BIRDMAn
BIRDMAn copied to clipboard
More informative failure messages
Below is an example of one of these error messages
Traceback (most recent call last):
File "/home/centos/birdman/run_single_feature.py", line 110, in <module>
model.fit_model(
File "/home/centos/miniconda3/envs/birdman/lib/python3.11/site-packages/birdman/model_base.py", line 173, in fit_model
self.fit = self.sm.sample(
^^^^^^^^^^^^^^^
File "/home/centos/miniconda3/envs/birdman/lib/python3.11/site-packages/cmdstanpy/model.py", line 1201, in sample
raise RuntimeError(msg)
RuntimeError: Error during sampling:
Exception: mismatch in dimension declared and found in context; processing stage=data initialization; variable name=x_TP; position=0; dims declared=(131); dims found=(149) (in '/home/centos/birdman/model.stan', line 10, column 2 to column 38)
Exception: mismatch in dimension declared and found in context; processing stage=data initialization; variable name=x_TP; position=0; dims declared=(131); dims found=(149) (in '/home/centos/birdman/model.stan', line 10, column 2 to column 38)
Exception: mismatch in dimension declared and found in context; processing stage=data initialization; variable name=x_TP; position=0; dims declared=(131); dims found=(149) (in '/home/centos/birdman/model.stan', line 10, column 2 to column 38)

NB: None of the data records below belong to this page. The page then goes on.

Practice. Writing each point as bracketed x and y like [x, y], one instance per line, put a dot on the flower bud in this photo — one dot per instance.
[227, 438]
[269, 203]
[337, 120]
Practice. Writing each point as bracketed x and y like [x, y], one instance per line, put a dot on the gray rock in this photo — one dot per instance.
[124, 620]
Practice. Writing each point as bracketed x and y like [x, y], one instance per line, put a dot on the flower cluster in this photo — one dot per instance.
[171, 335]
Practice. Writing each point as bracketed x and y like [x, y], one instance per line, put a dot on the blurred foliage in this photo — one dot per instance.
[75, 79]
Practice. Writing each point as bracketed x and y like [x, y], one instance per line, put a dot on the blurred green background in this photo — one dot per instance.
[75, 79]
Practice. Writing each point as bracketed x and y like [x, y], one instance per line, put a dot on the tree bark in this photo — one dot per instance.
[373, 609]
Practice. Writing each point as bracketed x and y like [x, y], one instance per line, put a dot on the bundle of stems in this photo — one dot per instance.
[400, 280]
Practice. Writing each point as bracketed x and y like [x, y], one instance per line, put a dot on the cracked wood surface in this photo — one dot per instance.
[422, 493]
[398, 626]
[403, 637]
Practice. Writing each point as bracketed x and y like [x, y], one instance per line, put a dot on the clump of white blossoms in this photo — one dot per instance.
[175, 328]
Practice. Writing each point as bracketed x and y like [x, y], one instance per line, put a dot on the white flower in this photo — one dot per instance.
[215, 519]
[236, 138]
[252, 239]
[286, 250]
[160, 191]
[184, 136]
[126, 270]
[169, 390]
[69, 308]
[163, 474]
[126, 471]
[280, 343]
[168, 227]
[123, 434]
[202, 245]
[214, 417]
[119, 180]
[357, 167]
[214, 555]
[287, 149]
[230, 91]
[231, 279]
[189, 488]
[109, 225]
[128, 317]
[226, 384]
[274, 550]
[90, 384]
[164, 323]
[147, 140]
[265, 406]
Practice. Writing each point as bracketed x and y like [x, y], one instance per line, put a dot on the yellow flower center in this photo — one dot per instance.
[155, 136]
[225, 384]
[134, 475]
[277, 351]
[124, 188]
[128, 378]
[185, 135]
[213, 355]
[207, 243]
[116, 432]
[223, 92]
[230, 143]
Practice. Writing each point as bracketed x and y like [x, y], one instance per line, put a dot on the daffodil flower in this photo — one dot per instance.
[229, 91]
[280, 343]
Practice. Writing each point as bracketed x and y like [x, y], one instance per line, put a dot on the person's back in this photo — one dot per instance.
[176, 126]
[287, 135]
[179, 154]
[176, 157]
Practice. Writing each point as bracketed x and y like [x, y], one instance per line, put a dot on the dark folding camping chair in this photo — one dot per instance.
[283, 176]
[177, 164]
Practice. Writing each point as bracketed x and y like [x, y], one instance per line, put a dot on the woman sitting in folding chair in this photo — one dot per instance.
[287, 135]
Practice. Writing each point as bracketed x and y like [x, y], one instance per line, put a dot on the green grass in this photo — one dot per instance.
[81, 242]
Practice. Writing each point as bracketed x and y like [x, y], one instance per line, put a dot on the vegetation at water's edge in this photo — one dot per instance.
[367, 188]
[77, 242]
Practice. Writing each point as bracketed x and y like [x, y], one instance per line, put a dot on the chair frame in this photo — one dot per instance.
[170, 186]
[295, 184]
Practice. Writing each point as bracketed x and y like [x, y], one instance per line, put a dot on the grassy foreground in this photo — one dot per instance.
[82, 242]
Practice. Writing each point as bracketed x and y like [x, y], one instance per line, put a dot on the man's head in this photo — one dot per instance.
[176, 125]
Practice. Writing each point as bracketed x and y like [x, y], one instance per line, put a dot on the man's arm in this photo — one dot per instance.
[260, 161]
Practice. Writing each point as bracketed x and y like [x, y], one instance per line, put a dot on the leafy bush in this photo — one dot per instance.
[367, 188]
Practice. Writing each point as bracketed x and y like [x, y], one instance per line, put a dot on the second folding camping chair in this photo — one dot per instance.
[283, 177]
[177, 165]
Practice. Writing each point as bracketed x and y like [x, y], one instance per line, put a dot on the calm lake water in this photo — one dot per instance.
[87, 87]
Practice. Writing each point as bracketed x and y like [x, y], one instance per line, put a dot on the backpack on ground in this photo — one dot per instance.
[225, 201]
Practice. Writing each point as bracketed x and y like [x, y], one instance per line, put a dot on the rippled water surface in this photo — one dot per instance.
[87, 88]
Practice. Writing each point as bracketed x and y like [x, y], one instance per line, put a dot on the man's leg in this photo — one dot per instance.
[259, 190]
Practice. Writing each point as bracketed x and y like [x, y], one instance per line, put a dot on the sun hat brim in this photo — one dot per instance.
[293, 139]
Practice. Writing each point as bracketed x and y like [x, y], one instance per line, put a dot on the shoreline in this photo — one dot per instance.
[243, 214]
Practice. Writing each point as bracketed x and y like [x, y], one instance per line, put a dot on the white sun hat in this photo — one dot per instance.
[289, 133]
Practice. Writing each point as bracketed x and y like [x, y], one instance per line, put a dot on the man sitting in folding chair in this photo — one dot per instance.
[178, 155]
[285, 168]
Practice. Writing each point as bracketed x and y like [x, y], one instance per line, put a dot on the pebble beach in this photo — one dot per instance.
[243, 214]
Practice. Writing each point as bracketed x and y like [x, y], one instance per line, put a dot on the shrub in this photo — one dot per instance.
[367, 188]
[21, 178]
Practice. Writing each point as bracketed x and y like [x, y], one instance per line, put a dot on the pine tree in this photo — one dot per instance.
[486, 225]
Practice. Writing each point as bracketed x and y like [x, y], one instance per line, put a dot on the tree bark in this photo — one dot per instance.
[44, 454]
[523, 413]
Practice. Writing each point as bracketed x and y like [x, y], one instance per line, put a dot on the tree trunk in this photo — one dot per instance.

Exception: mismatch in dimension declared and found in context; processing stage=data initialization; variable name=x_TP; position=0; dims declared=(131); dims found=(149) (in '/home/centos/birdman/model.stan', line 10, column 2 to column 38)
Command and output files:
RunSet: chains=4, chain_ids=[1, 2, 3, 4], num_processes=4
cmd (chain 1):
['/home/centos/birdman/model', 'id=1', 'random', 'seed=0', 'data', 'file=/tmp/tmp199y9rwi/z_66ve5j.json', 'output', 'file=/tmp/tmp199y9rwi/modeln3c79wls/model-20230925191211_1.csv', 'method=sample', 'num_samples=500', 'num_warmup=500', 'algorithm=hmc', 'adapt', 'engaged=1']
retcodes=[1, 1, 1, 1]
per-chain output files (showing chain 1 only):
csv_file:
/tmp/tmp199y9rwi/modeln3c79wls/model-20230925191211_1.csv
console_msgs (if any):
/tmp/tmp199y9rwi/modeln3c79wls/model-20230925191211_0-stdout.txt
From the error message, it looks like there is a dimension mismatch. After deeper investigation, it looks like a dimension mismatch between the sampleids in the biom table and the metadata.
Given that this is a common use-case, we could probably include a validation step in the ABC of FeatureModel to check to make sure that the biom table and the metadata are properly synced, and give a more informative error message if they aren't. Something as following may suffice
common_ids = list(set(metadata.index) & set(table.ids()))
metadata = metadata.loc[common_ids]
table.filter(metadata.index, inplace=True)
if len(metadata) == 0 or len(table.ids()) == 0:
raise ValueError('Biom Table sample ids and sample metadata ids are not overlapping')
Yes, I think that makes sense.